The above is a restored version of a Province review by Michael Walsh originally published in 1995. For additional information on this archived material, please visit my FAQ.

Afterword: There's a new Batman in town. Well, two, if you count the character played by Ben Affleck in the recently released (March 25, 2016) Batman v Superman: Dawn of Justice feature. The more interesting portrayal is the one given by 15-year-old David Mazouz in the current Fox network television series Gotham (2014 to date). The teen actor is part of an ensemble cast that is recreating the comic-book legend with particular attention to the career of police detective James Gordon (Ben McKenzie) and the origin stories of the pulp saga's eclectic cast of villains. The inventive show's combination of wit and stylishly dark morality is among the best things now on TV.

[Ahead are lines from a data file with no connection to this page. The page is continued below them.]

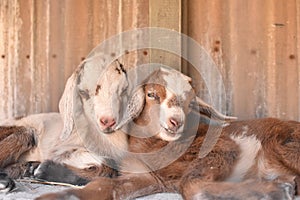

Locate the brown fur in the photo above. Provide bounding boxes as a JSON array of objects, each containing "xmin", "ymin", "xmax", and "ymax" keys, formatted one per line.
[{"xmin": 38, "ymin": 119, "xmax": 300, "ymax": 199}]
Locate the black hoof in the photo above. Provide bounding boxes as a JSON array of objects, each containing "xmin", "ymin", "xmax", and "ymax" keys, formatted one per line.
[{"xmin": 0, "ymin": 172, "xmax": 16, "ymax": 193}]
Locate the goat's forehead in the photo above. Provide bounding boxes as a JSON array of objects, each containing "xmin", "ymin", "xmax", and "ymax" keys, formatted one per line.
[
  {"xmin": 97, "ymin": 62, "xmax": 126, "ymax": 84},
  {"xmin": 162, "ymin": 72, "xmax": 193, "ymax": 97}
]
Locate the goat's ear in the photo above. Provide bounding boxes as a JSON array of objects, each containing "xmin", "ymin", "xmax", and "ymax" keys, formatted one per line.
[
  {"xmin": 116, "ymin": 87, "xmax": 145, "ymax": 129},
  {"xmin": 59, "ymin": 74, "xmax": 76, "ymax": 139},
  {"xmin": 190, "ymin": 96, "xmax": 237, "ymax": 121}
]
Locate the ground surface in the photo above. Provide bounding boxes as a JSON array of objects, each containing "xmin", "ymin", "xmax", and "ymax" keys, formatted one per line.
[{"xmin": 0, "ymin": 182, "xmax": 182, "ymax": 200}]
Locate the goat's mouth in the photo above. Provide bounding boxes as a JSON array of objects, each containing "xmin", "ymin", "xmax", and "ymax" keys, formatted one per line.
[
  {"xmin": 159, "ymin": 125, "xmax": 181, "ymax": 141},
  {"xmin": 101, "ymin": 127, "xmax": 116, "ymax": 134}
]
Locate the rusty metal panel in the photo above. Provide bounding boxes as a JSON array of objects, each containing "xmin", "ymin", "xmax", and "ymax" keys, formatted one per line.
[
  {"xmin": 0, "ymin": 0, "xmax": 300, "ymax": 120},
  {"xmin": 184, "ymin": 0, "xmax": 300, "ymax": 120}
]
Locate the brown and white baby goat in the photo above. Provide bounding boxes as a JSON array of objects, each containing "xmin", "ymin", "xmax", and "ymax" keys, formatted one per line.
[{"xmin": 39, "ymin": 68, "xmax": 300, "ymax": 199}]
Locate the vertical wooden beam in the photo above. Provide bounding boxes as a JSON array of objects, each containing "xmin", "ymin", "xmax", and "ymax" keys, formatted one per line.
[{"xmin": 149, "ymin": 0, "xmax": 182, "ymax": 70}]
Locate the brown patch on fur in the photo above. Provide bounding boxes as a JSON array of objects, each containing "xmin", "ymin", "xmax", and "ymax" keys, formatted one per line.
[{"xmin": 167, "ymin": 95, "xmax": 180, "ymax": 108}]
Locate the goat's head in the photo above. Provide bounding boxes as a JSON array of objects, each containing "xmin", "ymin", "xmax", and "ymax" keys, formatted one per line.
[
  {"xmin": 121, "ymin": 69, "xmax": 233, "ymax": 141},
  {"xmin": 59, "ymin": 57, "xmax": 128, "ymax": 138}
]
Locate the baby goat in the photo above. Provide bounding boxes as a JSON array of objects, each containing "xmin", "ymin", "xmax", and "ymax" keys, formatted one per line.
[
  {"xmin": 35, "ymin": 69, "xmax": 232, "ymax": 199},
  {"xmin": 39, "ymin": 68, "xmax": 300, "ymax": 199},
  {"xmin": 0, "ymin": 61, "xmax": 129, "ymax": 191}
]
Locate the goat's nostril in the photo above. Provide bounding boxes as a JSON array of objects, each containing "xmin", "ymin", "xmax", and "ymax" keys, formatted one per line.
[
  {"xmin": 170, "ymin": 118, "xmax": 179, "ymax": 127},
  {"xmin": 100, "ymin": 117, "xmax": 116, "ymax": 128}
]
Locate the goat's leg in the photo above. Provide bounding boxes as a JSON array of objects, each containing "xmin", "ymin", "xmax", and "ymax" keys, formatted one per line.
[
  {"xmin": 0, "ymin": 126, "xmax": 36, "ymax": 168},
  {"xmin": 179, "ymin": 138, "xmax": 239, "ymax": 199},
  {"xmin": 180, "ymin": 176, "xmax": 295, "ymax": 200},
  {"xmin": 37, "ymin": 173, "xmax": 167, "ymax": 200},
  {"xmin": 34, "ymin": 160, "xmax": 118, "ymax": 185}
]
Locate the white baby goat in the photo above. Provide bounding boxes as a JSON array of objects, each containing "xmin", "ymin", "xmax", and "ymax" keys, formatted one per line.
[{"xmin": 0, "ymin": 60, "xmax": 129, "ymax": 191}]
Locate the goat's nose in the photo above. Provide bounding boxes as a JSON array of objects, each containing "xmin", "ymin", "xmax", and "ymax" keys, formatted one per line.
[
  {"xmin": 100, "ymin": 117, "xmax": 116, "ymax": 128},
  {"xmin": 169, "ymin": 117, "xmax": 181, "ymax": 131}
]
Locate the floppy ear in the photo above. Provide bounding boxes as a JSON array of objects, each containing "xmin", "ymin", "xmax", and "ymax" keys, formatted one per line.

     A success from his May 1939 comic book debut, Batman was first seen on the big screen in a pair of movie serials, 1943's Batman followed by 1949's Batman and Robin. In the irreverent 1960s, the caped crusader was played for laughs in the three-season Batman television series (1966-1968) and in a spinoff feature film, also called Batman (1966). Consigned to TV cartoons for the next 20 years, the character was finally taken seriously (if somewhat archly) by director Tim Burton, who launched the current feature film franchise with 1989's Batman and Batman Returns. Joel Schumacher took over the series to make 1995's Batman Forever, followed by Batman and Robin (1997). In 2005, director Christopher Nolan "rebooted" the series with Batman Begins, a movie that insisted on taking the pulp comics character and his story with deadly seriousness. Nolan's solemn approach paid off at the box office, and he made two sequels, 2008's The Dark Knight and The Dark Knight Rises (2012). In the wake of his success in the current film with Superman, more Batman features are threatened.